24.4.5 Skier’s (Gamekeeper’s) Thumb
A tear of the ulnar collateral ligament (UCL) at the MCP joint of the thumb on the side of the webspace is called a skier’s thumb (Spaeth et al. 1993). This injury is caused by violent abduction of the thumb. This injury was historically named gamekeeper’s thumb because of its frequency in the gamekeepers of the large hunting estates in England. The injury is most commonly seen in football players and skiers. The two classifications of this injury are (1) incomplete, or proper collateral ligament injury with accessory collateral preserved, and (2) complete, in which the ligament rupture is complete and the distal end may displace superficial and proximal to the adductor aponeurosis. This condition is referred to as a Stener’s lesion (Stener 1962). In patients with complete ruptures, the incidence of adductor aponeurosis interposition and ligament displacement is controversial but has been reported in as many as 80 % of cases (Bowers and Hurst 1977).

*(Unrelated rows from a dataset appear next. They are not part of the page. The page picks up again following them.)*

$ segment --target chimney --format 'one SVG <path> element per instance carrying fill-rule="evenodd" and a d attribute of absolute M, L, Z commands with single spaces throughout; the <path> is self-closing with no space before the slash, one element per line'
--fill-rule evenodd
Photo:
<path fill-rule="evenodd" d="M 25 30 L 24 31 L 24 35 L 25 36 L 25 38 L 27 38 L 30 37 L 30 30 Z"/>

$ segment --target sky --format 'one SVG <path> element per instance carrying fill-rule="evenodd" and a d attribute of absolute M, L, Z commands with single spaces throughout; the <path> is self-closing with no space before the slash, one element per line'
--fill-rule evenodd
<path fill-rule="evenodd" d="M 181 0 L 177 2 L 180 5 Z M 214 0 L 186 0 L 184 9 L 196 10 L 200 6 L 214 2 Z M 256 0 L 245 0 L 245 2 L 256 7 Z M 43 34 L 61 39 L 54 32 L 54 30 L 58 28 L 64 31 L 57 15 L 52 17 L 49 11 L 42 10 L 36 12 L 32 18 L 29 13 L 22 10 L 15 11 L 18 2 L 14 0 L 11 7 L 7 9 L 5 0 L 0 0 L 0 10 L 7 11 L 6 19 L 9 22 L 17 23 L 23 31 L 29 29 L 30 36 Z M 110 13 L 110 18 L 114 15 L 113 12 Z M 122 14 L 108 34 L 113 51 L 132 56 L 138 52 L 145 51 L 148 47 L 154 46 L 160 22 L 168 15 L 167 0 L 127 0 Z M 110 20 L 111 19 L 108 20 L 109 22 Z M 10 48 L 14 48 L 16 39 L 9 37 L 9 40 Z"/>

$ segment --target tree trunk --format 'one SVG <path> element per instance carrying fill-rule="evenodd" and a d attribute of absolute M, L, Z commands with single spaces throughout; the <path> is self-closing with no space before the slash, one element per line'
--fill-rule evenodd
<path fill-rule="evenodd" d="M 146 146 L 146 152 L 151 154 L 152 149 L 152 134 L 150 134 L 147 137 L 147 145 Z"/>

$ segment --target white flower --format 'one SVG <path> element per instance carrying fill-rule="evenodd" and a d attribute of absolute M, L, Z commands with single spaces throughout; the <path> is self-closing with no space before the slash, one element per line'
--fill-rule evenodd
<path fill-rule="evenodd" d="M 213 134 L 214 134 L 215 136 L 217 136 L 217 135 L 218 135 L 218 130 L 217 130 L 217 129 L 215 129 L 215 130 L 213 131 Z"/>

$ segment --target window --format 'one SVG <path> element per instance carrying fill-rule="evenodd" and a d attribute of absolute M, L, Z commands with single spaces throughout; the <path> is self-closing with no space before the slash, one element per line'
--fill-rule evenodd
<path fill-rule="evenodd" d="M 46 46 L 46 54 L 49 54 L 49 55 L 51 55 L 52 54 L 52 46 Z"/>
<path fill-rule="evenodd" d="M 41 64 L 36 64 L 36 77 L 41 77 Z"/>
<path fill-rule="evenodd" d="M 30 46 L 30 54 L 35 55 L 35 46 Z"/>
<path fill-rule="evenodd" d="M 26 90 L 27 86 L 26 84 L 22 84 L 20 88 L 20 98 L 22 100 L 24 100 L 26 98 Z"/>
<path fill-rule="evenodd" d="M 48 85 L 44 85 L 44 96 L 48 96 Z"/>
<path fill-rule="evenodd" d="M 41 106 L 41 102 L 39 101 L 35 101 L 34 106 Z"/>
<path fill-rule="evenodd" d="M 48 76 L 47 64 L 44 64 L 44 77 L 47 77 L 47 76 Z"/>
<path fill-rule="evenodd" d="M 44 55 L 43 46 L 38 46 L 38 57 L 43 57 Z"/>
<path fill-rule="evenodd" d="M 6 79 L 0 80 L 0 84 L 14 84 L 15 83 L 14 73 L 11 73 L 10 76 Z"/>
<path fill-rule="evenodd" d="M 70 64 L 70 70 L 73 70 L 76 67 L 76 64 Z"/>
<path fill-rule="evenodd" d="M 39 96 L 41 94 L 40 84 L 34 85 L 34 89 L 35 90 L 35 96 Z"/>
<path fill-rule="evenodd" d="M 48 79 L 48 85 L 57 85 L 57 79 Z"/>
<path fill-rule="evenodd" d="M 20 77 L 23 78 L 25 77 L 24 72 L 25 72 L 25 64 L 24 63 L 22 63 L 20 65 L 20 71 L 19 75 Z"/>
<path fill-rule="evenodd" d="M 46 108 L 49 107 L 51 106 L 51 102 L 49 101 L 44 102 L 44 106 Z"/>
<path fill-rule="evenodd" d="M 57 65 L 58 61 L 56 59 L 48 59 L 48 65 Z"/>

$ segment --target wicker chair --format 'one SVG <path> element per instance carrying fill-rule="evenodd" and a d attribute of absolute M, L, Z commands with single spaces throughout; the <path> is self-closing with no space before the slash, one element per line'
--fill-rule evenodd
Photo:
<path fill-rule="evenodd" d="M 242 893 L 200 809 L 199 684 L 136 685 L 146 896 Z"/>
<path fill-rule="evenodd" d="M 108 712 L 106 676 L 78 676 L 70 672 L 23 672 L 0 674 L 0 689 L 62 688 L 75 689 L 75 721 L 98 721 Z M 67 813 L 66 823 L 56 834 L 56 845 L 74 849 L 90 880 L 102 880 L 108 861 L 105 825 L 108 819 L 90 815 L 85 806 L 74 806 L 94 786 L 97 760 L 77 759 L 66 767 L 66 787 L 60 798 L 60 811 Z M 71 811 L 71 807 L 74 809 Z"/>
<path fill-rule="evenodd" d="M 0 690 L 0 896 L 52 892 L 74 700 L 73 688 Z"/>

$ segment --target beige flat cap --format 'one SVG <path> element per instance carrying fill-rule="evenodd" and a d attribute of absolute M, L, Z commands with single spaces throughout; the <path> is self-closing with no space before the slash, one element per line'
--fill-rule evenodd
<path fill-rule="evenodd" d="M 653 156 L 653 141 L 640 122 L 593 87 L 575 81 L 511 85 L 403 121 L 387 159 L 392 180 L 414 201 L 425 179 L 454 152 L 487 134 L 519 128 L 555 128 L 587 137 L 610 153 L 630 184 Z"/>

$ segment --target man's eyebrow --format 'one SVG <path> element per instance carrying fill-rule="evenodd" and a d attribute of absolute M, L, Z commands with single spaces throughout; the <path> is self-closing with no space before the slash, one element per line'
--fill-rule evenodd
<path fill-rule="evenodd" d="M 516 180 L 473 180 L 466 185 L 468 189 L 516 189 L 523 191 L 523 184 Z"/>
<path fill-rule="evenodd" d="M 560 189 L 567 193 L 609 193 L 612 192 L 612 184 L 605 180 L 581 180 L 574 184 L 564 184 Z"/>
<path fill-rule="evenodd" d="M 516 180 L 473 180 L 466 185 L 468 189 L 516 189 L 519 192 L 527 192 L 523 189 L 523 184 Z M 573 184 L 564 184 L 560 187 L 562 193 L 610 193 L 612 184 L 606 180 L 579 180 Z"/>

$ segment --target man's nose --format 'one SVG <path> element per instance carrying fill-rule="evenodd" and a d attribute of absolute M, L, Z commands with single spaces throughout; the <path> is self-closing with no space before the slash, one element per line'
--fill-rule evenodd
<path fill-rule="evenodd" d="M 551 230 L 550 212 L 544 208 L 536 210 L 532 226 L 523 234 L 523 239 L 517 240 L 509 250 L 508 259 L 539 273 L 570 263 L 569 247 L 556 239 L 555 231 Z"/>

At bone scintigraphy, hyperaemia at the blood pool phase and moderate increased osseous uptake at the late phase will be seen on the UCL at the MCP joint of the thumb on the side of the webspace. These findings are better seen on SPECT/CT (Huellner et al. 2012).
24.5 Fractures
Bone scintigraphic evaluation of wrist and hand injuries is often a very helpful procedure when fractures are suspected, especially with nondiagnostic radiographs. These may include fractures of the distal radius and ulna and the carpal or metacarpal and phalangeal regions. SPECT/CT may help to improve the sensitivity and specificity by better resolution and exact localisation of the increased uptake.
In a study to evaluate the role of bone scintigraphy in patients with suspected carpal fracture and normal or suspicious radiographs following carpal injury, a three-phase 99mTc-MDP scan was performed on 32 patients with negative radiographs but clinically suspected fracture two weeks after the trauma. Twelve (38 %) patients had a normal scan excluding fracture. Twelve patients had a single fracture. Multifocal fracture was present in 8 (25 %) patients. Eight patients showed scaphoid fractures: three showed single scaphoid fracture, and the other five patients revealed accompanying fractures (Weber 2011). Distal radius fractures and carpal bone fractures other than scaphoid were both observed in 12 patients. These were eleven fractures of distal radius; three fractures of pisiform; two fractures of hamate; and single fractures of lunate, trapezium and triquetrum. In one patient there was a fracture of a first metacarpal bone. In patients with suspected carpal bone fracture and normal or suspicious radiographs, bone scintigraphy can be used as a reliable method to confirm or exclude the presence of a scaphoid fracture and to detect clinically unsuspected fractures of distal radius and other carpal bones (Akdemir et al. 2004). In another study involving 87 patients, the sensitivity and negative predictive value for carpal fractures were 97 and 98 %, respectively, highlighting the benefit of nuclear medicine imaging techniques in the detection of occult carpal fractures, thereby reducing the risks of complications such as pseudoarthritis (Querellou et al. 2009).
24.5.1 Distal Radius Fracture
A fracture of the distal radius is the most common forearm fracture. It is usually caused by a fall onto an outstretched hand (FOOSH). It can also result from direct impact or axial forces. The classification of these fractures can be based on distal radial angulation and displacement, intra-articular or extra-articular involvement and associated anomalies of the ulnar or carpal bones (Rettig and Trusler 1999).